I laughed. “That’s a shame.”
Finally, Logan turned his chin far enough that he was almost, sort of facing me. Now that was a face that a camera would love. Strong jaw, straight nose, eyes so bright and thickly lashed that I was only a little jealous. It was also a face I hadn’t seen very often, save behind his football helmet. He rarely made appearances at the social functions.
“Do you critique every man who approaches you?” he asked.
“No,” I said easily. I shrugged one shoulder. “But the thing is, most women feel like they can’t be honest when a man comes up to us in a social setting and says something stupid or annoying or cheesy. And my thing is, how will they ever learn? We’re taught to smile and be nice and be charming because that’s what a good girl does. But if a guy comes up to me and smacks me on the ass and hands me a drink that he so graciously bought, shouldn’t I be allowed to tell him that I don’t particularly appreciate the gesture?”
Logan answered that with a lifted brow. “Yes, you should.”
“Thank you. If I had daughters, I’d want to teach them to be kind but also be honest about how they should be treated. If I had sons, I’d want to teach them how to be respectful of the people they want to speak to. Do you have sons or daughters, Logan?”
As I spoke, he started shaking his head, the tiniest beginnings of a smile on those firmly sculpted lips. “I have sisters. Lots of them.”
“And you’re not drinking?” I teased.
“I don’t drink.” His mouth settled into a firm line.
He stood, pulling some cash out of his wallet and tucking it into the tip jar.
“Leaving already?” I asked, feeling an irrational tug of disappointment.
“Yup.”
“Aren’t you going to ask my name?” I said.
His eyes stayed steadily on mine as he put his wallet into the back pocket of his dark cut jeans. “Who says I don’t already know it?”
My mouth popped open as he turned and walked away.
I was about to go after him, about to follow the instinctual tug that wanted to keep that particular interaction going, when my cell phone buzzed from the pocket of my dress.
A number I didn’t recognize flashed across the screen, but it was the same East Coast area code where my parents lived.

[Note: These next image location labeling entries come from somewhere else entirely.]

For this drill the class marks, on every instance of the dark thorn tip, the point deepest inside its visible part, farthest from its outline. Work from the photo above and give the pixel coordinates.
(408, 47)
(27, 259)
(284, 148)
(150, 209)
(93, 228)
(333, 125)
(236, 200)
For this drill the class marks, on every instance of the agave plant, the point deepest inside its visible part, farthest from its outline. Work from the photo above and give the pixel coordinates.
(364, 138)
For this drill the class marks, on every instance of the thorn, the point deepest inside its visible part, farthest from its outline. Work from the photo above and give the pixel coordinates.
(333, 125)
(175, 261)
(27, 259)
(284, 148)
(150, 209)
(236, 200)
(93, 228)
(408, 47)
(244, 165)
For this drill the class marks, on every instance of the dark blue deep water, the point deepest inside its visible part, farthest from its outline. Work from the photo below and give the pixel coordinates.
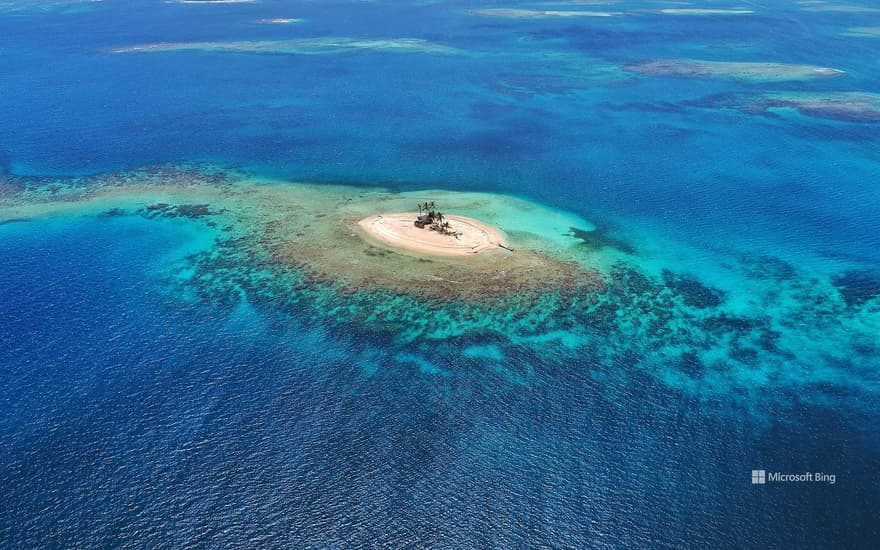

“This is Paige,” I said, turning away from the noise of the party.
“Paige McKinney?”
“Paige McKinney,” I confirmed.
The man on the other end of the line exhaled heavily. “You’re tough to get a hold of. The last number and address we had on file for you was in Milan.”
I grimaced. If it was a possible modeling job, my agent would’ve been the one to contact me. “Not for the last year or so. Can I ask why you’re trying to track me down?”
“Miss McKinney, my name is Robert Ford, and I represent the estate of your late aunt Emma McKinney.”
My head tilted to the side, and I walked around the side of the deck to find a pocket of quiet. My aunt Emma, crazy though she was, had been one of my favorite people when I was younger. She’d passed away, childless and as kooky as ever, about six months earlier, but this was the first I’d heard about something in regard to her estate.
“Okay. What can I help you with?”
“Well, it’s how I can help you. Your aunt was … unconventional, as you know, and she had very specific wishes in regard to her estate and holdings.”
I found a bench and sank down onto it. Aunt Emma’s “estate” was also known as a living museum to the late 1800s. She’d kept the place, small and immaculate, in a constant state of readiness for Jane Austen’s ghost to pop up from the grave and visit her.
Like, for real.
Her obsession for that time period was in her dress and the things she ate. She eschewed most forms of technology, which was why we’d barely kept in touch when I moved overseas.
“Okay,” I said slowly. “What wishes are those?”
“We were instructed to wait until after the will went through probate and all taxes were paid upon her death to see what was left. The house itself is to be donated to the Delaware Historical Society because of the incredible details she was able to preserve over the years.”